Cache Consistency Patterns

Eventual Consistency

┌─────────────────────────────────────────────────────────────────────────────┐
│                    CACHE CONSISTENCY APPROACHES                              │
├─────────────────────────────────────────────────────────────────────────────┤
│                                                                              │
│  1. CACHE-ASIDE (Common, Eventually Consistent)                             │
│     ───────────────────────────────────────────                             │
│     Write: Update DB, delete cache                                          │
│     Read:  Check cache, miss → read DB → populate cache                     │
│                                                                              │
│     Consistency gap: Between DB write and cache delete                      │
│     Another request might read stale data                                   │
│                                                                              │
│  2. READ-YOUR-WRITES CONSISTENCY                                            │
│     ────────────────────────────────                                        │
│     After writing, user always sees their own write                         │
│                                                                              │
│     Implementation: Session-local cache or sticky sessions                  │
│                                                                              │
│  3. DOUBLE-DELETE PATTERN                                                   │
│     ──────────────────────                                                  │
│     1. Delete cache                                                         │
│     2. Update database                                                      │
│     3. Wait (e.g., 500ms)                                                   │
│     4. Delete cache again                                                   │
│                                                                              │
│     Why?
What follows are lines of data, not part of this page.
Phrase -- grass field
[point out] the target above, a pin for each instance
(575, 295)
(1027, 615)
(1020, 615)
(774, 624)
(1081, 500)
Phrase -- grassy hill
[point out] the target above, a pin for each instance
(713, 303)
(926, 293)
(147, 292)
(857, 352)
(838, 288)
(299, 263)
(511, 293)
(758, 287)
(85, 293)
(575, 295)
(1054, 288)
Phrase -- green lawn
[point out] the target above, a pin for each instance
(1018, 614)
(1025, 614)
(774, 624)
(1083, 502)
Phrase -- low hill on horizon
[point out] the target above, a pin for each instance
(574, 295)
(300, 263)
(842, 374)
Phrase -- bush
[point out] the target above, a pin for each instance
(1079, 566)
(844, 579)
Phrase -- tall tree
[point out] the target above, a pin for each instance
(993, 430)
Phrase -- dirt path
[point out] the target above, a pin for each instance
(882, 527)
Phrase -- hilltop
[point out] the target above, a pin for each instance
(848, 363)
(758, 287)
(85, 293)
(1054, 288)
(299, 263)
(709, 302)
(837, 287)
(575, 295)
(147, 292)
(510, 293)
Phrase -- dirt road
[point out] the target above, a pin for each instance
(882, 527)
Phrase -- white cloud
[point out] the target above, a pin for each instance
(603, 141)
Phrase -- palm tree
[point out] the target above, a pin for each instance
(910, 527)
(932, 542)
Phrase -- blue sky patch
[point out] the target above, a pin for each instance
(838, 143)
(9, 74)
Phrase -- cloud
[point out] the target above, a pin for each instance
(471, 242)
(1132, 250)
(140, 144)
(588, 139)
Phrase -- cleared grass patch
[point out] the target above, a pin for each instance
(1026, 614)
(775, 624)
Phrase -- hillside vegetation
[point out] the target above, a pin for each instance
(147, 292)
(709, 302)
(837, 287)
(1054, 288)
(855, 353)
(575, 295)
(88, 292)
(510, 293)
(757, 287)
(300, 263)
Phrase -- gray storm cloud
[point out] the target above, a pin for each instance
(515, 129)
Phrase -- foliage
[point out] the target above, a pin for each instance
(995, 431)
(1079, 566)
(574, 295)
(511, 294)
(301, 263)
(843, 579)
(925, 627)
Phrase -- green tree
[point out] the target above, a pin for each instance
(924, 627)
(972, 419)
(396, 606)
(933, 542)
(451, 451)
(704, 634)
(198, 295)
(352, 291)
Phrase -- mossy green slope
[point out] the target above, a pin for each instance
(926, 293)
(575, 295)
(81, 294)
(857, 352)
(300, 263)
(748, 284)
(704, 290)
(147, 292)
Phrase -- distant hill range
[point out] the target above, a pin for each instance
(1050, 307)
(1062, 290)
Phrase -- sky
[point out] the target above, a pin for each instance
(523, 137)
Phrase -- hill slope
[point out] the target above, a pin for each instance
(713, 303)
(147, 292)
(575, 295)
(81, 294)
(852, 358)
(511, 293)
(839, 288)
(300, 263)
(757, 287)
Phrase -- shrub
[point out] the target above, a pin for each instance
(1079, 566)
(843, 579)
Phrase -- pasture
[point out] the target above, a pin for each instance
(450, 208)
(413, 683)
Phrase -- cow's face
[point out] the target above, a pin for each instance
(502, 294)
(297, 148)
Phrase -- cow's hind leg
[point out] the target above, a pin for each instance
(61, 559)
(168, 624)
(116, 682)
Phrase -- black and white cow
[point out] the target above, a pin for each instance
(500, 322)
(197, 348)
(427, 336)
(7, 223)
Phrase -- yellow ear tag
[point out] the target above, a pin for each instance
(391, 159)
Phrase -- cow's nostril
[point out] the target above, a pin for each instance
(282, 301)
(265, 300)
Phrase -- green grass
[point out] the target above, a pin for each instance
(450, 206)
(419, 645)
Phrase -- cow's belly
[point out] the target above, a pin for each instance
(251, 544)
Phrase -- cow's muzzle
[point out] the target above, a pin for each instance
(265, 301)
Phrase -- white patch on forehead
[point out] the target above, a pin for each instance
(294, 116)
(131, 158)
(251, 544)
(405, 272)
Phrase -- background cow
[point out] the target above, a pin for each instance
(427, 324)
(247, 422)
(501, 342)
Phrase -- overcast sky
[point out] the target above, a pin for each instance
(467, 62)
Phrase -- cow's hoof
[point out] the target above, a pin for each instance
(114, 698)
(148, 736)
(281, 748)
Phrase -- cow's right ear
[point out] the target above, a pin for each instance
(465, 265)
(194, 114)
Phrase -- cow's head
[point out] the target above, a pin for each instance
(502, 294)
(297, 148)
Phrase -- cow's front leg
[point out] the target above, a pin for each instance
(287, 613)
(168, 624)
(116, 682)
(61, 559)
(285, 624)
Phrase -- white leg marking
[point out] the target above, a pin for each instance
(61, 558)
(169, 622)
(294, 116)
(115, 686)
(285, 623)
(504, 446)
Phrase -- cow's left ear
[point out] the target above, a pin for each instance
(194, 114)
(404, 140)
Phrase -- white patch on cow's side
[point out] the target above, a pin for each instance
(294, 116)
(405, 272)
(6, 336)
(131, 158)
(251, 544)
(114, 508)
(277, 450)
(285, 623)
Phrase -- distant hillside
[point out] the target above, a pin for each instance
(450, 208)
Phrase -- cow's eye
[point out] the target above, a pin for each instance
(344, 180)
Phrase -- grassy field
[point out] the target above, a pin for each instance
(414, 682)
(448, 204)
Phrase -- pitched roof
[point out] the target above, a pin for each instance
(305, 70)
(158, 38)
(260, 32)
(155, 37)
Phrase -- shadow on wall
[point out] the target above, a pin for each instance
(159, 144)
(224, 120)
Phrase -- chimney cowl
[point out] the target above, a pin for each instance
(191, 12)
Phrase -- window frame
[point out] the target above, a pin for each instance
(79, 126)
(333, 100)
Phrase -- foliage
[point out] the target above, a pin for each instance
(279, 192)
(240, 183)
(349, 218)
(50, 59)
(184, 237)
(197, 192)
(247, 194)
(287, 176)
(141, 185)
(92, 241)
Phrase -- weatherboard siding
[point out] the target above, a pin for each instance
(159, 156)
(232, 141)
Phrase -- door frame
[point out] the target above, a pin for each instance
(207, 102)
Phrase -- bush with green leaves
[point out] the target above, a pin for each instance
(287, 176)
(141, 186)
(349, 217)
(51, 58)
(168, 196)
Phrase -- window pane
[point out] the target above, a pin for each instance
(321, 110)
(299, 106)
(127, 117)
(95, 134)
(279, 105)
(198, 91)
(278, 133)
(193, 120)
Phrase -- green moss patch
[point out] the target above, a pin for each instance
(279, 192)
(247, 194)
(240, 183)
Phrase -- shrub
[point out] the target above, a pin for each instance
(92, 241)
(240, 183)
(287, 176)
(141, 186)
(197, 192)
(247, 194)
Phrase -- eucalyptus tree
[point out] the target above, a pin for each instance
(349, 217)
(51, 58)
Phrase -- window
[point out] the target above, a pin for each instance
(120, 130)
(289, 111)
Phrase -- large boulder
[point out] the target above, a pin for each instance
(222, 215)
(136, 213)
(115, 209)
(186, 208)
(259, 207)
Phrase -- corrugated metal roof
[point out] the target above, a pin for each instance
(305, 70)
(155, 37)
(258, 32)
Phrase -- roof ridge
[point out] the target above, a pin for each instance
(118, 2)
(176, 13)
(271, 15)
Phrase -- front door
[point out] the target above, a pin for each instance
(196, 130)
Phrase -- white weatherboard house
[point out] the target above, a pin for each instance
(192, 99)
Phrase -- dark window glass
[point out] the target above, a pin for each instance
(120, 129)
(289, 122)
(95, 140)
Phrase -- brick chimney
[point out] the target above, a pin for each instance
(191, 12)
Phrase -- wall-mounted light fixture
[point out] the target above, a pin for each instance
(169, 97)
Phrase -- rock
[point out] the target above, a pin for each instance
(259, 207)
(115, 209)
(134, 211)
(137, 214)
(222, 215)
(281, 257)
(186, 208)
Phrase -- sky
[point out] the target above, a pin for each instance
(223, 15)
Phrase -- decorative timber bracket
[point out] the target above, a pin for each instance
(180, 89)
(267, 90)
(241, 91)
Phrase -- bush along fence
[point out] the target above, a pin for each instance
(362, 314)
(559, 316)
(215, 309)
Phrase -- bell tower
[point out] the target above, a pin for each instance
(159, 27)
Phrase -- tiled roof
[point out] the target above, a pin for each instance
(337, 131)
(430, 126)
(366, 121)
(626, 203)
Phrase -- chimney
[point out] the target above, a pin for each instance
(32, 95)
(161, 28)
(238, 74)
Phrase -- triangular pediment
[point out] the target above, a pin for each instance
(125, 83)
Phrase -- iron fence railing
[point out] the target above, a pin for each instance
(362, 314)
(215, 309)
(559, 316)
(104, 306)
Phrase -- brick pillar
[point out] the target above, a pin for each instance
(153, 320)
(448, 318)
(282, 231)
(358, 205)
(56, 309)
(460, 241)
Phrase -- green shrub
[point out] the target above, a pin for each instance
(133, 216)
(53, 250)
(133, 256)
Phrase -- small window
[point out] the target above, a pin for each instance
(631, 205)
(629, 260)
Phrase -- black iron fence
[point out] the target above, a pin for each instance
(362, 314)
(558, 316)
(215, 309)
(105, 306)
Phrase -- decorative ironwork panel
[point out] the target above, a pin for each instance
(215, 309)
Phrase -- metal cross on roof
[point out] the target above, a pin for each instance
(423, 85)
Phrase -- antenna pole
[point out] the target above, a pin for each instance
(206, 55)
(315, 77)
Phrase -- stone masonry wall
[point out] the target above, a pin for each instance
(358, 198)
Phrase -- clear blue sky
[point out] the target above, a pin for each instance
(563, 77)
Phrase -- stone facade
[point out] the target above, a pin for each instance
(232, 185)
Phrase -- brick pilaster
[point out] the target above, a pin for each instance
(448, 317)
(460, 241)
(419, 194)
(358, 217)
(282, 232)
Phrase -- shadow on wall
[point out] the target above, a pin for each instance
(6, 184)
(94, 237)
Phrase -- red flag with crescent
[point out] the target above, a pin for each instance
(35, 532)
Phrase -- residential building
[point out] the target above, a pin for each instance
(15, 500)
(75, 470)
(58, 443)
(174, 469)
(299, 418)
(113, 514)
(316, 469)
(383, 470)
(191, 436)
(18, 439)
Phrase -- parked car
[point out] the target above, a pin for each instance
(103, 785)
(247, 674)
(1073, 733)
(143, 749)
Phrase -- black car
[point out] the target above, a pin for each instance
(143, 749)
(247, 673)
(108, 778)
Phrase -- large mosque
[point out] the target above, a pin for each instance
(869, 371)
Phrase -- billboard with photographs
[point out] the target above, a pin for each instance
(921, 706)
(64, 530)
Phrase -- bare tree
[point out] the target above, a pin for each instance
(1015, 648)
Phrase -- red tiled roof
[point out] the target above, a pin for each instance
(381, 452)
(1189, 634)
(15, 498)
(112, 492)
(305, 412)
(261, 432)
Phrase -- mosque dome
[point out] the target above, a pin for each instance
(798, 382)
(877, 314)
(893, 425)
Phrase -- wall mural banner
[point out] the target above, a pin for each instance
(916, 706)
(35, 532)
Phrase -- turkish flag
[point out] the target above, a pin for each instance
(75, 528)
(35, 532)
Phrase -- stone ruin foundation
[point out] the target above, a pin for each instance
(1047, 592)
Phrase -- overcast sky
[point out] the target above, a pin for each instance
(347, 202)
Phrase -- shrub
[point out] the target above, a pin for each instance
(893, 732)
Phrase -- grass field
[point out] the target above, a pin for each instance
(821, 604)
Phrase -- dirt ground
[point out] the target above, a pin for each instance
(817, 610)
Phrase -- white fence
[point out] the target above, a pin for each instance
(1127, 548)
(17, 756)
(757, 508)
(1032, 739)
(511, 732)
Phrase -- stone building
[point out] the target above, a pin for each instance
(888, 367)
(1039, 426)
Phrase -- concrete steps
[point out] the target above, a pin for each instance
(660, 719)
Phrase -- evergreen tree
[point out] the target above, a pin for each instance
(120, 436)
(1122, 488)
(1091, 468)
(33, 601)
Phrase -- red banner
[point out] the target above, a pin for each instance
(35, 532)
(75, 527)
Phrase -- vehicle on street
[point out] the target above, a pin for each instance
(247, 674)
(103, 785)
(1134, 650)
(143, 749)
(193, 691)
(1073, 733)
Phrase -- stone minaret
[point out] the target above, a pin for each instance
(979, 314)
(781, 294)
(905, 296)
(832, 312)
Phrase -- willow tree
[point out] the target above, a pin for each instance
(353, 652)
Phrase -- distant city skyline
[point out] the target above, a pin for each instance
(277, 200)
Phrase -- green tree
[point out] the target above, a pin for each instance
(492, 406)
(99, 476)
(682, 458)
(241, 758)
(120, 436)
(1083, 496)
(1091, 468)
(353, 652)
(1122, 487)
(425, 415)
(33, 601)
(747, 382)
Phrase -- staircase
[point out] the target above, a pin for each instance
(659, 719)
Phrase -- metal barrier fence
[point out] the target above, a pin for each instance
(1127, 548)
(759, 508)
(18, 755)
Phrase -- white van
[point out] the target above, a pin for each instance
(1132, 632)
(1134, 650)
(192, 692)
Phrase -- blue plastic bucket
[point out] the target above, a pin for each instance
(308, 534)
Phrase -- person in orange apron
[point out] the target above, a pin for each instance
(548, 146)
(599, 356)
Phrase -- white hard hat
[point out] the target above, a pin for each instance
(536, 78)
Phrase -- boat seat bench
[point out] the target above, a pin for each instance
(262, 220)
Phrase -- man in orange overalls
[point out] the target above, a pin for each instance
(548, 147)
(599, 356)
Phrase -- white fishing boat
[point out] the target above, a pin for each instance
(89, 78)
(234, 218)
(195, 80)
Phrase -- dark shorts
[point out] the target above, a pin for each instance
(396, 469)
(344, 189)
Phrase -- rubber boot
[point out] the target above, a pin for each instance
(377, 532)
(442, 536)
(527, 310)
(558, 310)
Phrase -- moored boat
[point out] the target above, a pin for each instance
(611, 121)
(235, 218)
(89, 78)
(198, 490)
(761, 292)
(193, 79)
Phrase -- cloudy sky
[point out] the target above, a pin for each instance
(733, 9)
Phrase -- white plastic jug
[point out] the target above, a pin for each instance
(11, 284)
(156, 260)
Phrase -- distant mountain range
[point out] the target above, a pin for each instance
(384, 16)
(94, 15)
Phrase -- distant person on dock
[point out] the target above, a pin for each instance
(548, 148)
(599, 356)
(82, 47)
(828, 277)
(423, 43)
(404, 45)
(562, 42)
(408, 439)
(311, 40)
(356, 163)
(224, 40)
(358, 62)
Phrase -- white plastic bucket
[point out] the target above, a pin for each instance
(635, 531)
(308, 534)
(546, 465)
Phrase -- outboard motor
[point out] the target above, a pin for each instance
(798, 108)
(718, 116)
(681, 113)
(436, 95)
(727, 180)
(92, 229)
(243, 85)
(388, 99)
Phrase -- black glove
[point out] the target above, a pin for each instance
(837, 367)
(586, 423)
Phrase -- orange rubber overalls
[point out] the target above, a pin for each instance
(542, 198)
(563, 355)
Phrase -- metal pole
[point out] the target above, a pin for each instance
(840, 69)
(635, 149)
Prevents race condition where stale read re-populates cache       │
│                                                                              │
│  4. CDC (Change Data Capture)                                               │
│     ──────────────────────────                                              │
│     Database → Debezium → Kafka → Cache Invalidator                        │
│                                                                              │
│     Reliable, ordered, but adds latency                                     │
│                                                                              │
└─────────────────────────────────────────────────────────────────────────────┘

Double-Delete Implementation

async def update_user_with_double_delete(user_id: str, data: dict):
    """
    Double-delete pattern for better cache consistency.
    
    Timeline:
    1. Delete cache (invalidate current stale entry)
    2. Update database
    3. Wait for replication lag + processing time
    4. Delete cache again (catch any reads that slipped through)
    """
    cache_key = f"user:{user_id}"
    
    # First delete
    await cache.delete(cache_key)
    
    # Update database
    await db.update_user(user_id, data)
    
    # Schedule second delete
    asyncio.create_task(_delayed_delete(cache_key, delay=0.5))

async def _delayed_delete(key: str, delay: float):
    await asyncio.sleep(delay)
    await cache.delete(key)

Interview Questions

Key considerations:
  1. Cache structure:
    • User’s feed: feed:{user_id} → List of post IDs
    • Individual posts: post:{post_id} → Post data
    • Two-level: Feed IDs (small) + Post content (larger, reusable)
  2. Invalidation strategy:
    • New post: Fan-out to update all follower feeds
    • For large fan-out (celebrities): Don’t fan-out, pull on read
    • Post edit/delete: Delete post cache, let feed IDs remain
  3. Hot keys (celebrity posts):
    • Local L1 cache + remote L2
    • Replicate across shards
    • Consider CDN for very popular content
  4. Consistency:
    • Eventual is usually acceptable for feeds
    • Author should see own posts immediately (read-your-writes)
Cache-Aside (lazy loading):
  • Read-heavy workloads
  • When not all data needs to be cached
  • When cache failure shouldn’t break writes
  • Most common for web applications
Write-Through:
  • When cache consistency is critical
  • Write-heavy workloads where you need fast subsequent reads
  • When you can tolerate higher write latency
Write-Behind:
  • Write-heavy, read-light workloads
  • When you can batch database writes
  • When you can tolerate potential data loss
  • Gaming leaderboards, view counts, etc.

Key Takeaways

Cache Strategically

Not everything needs caching. Cache hot paths where latency matters most.

Plan for Invalidation

Design invalidation strategy upfront. Delete is usually safer than update.

Handle the Stampede

Popular keys + expiration = danger. Use locking, probabilities, or stale serving.

Accept Eventual Consistency

For most use cases, eventual is fine. Build UX around it.